Sir Bernard Katz, FRS (; 26 March 1911 – 20 April 2003) was a German-born British physician and biophysicist, noted for his work on nerve physiology. He shared the Nobel Prize in physiology or medicine in 1970 with Julius Axelrod and Ulf von Euler. He was made a Knight Bachelor in 1969.

Life and career
Katz was born in Leipzig, Germany, to a Jewish family originally from Russia, the son of Eugenie (Rabinowitz) and Max Katz, a fur merchant. He was educated at the Albert Gymnasium in that city from 1921 to 1929 and went on to study medicine at the University of Leipzig. He graduated in 1934 and fled to Britain in February 1935.

Katz went to work at University College London, initially under the tutelage of Archibald Vivian Hill. He finished his PhD in 1938 and won a Carnegie Fellowship to study with John Carew Eccles at the Kanematsu Institute of Sydney Medical School. During this time, both he and Eccles gave research lectures at the University of Sydney. He obtained British nationality in 1941 and joined the Royal Australian Air Force in 1942. He spent the war in the Pacific as a radar officer and in 1946 was invited back to UCL as an assistant director by Hill. For three years until 1949, the Katz family lived with Hill and his wife Margaret in the top flat of their house in Highgate.

Back in England he also worked with the 1963 Nobel prize winners Alan Hodgkin and Andrew Huxley.
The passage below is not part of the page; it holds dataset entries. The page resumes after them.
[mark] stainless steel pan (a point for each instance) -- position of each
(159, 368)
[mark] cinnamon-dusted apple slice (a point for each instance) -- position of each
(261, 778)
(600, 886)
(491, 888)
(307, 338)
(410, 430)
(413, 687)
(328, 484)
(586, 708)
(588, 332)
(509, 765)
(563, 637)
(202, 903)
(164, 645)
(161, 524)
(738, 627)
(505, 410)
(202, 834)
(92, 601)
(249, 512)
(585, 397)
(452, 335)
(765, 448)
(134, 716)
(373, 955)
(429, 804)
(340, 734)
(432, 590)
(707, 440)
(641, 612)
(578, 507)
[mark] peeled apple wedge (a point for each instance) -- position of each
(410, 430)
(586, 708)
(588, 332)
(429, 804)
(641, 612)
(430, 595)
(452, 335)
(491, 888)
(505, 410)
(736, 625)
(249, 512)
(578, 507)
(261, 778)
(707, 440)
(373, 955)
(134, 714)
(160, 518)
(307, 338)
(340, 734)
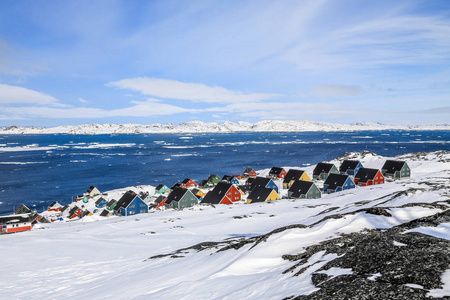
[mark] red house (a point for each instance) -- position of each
(15, 223)
(367, 176)
(75, 212)
(187, 183)
(276, 172)
(55, 206)
(249, 172)
(223, 193)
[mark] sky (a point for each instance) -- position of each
(82, 62)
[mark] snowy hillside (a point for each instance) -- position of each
(198, 126)
(389, 241)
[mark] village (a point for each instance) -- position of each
(247, 188)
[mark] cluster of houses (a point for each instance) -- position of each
(246, 188)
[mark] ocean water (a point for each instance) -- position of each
(39, 169)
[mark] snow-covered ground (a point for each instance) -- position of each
(148, 256)
(198, 126)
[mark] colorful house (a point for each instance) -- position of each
(396, 169)
(337, 183)
(262, 194)
(188, 183)
(223, 193)
(350, 167)
(74, 212)
(263, 182)
(249, 172)
(293, 175)
(213, 179)
(15, 223)
(276, 172)
(23, 209)
(130, 204)
(162, 189)
(367, 176)
(92, 191)
(199, 193)
(322, 170)
(101, 202)
(55, 206)
(180, 198)
(302, 189)
(111, 205)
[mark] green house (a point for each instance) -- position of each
(162, 189)
(214, 179)
(322, 170)
(301, 189)
(180, 198)
(396, 169)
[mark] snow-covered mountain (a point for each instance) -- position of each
(198, 126)
(390, 241)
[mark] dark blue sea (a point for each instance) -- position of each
(39, 169)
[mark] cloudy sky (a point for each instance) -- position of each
(78, 62)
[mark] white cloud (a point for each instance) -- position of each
(337, 90)
(197, 92)
(16, 95)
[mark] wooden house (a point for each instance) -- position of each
(130, 204)
(223, 193)
(396, 169)
(101, 202)
(262, 194)
(350, 167)
(322, 170)
(213, 179)
(160, 202)
(188, 183)
(302, 189)
(175, 186)
(293, 175)
(162, 189)
(92, 191)
(277, 172)
(230, 179)
(337, 183)
(198, 193)
(15, 223)
(180, 198)
(263, 182)
(368, 176)
(105, 213)
(74, 212)
(111, 205)
(23, 209)
(55, 206)
(249, 172)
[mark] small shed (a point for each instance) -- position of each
(350, 167)
(323, 170)
(396, 169)
(337, 183)
(293, 175)
(262, 194)
(302, 189)
(368, 176)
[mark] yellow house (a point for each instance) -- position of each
(294, 175)
(262, 194)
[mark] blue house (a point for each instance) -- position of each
(130, 204)
(337, 183)
(263, 182)
(100, 203)
(350, 167)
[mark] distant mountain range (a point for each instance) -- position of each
(199, 127)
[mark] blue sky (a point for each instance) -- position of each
(78, 62)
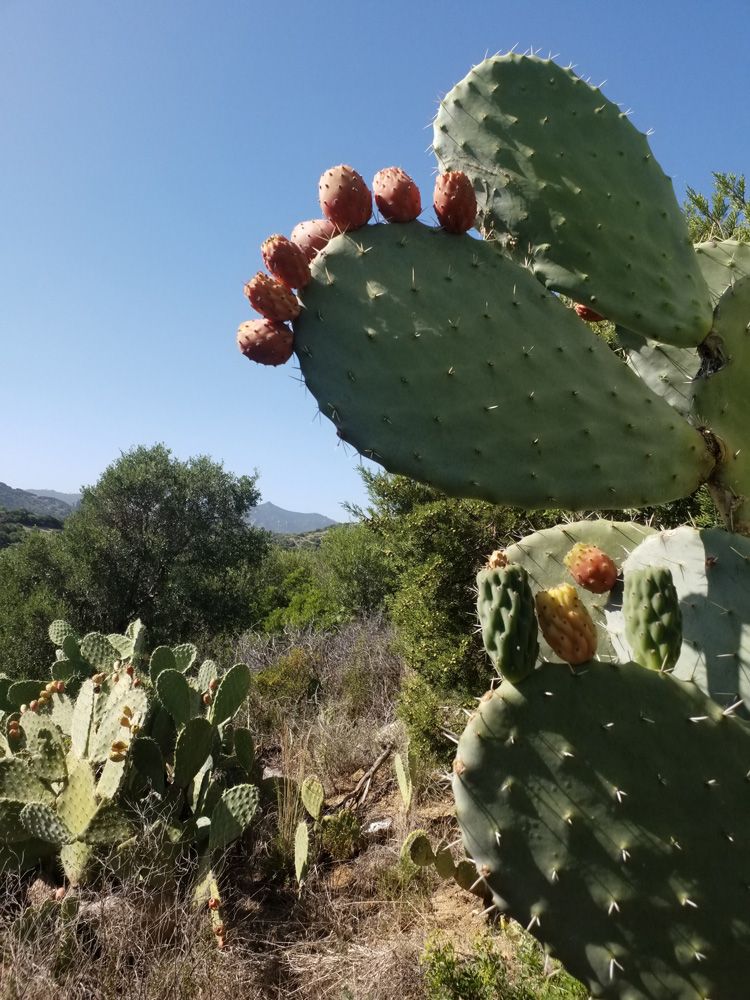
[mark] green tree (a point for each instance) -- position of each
(32, 587)
(156, 538)
(723, 215)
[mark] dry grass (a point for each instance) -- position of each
(355, 931)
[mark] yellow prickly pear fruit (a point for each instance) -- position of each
(566, 624)
(496, 559)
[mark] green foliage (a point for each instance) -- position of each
(340, 834)
(426, 710)
(32, 594)
(486, 974)
(289, 680)
(15, 523)
(155, 538)
(723, 215)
Katz was made a professor at UCL in 1952 and head of biophysics, he was elected a Fellow of the Royal Society (FRS) in 1952. He stayed as head of biophysics until 1978 when he became emeritus professor.

Katz married Marguerite Penly in 1945. He died in London on 20 April 2003, at the age of 92. His son Jonathan is Public Orator of The University of Oxford.

Research
His research uncovered fundamental properties of synapses, the junctions across which nerve cells signal to each other and to other types of cells. By the 1950s, he was studying the biochemistry and action of acetylcholine, a signalling molecule found in synapses linking motor neurons to muscles, used to stimulate contraction. Katz won the Nobel for his discovery with Paul Fatt that neurotransmitter release at synapses is "quantal", meaning that at any particular synapse, the amount of neurotransmitter released is never less than a certain amount, and if more is always an integral number times this amount. Scientists now understand that this circumstance arises because, prior to their release into the synaptic gap, transmitter molecules reside in like-sized subcellular packages known as synaptic vesicles, released in a similar way to any other vesicle during exocytosis.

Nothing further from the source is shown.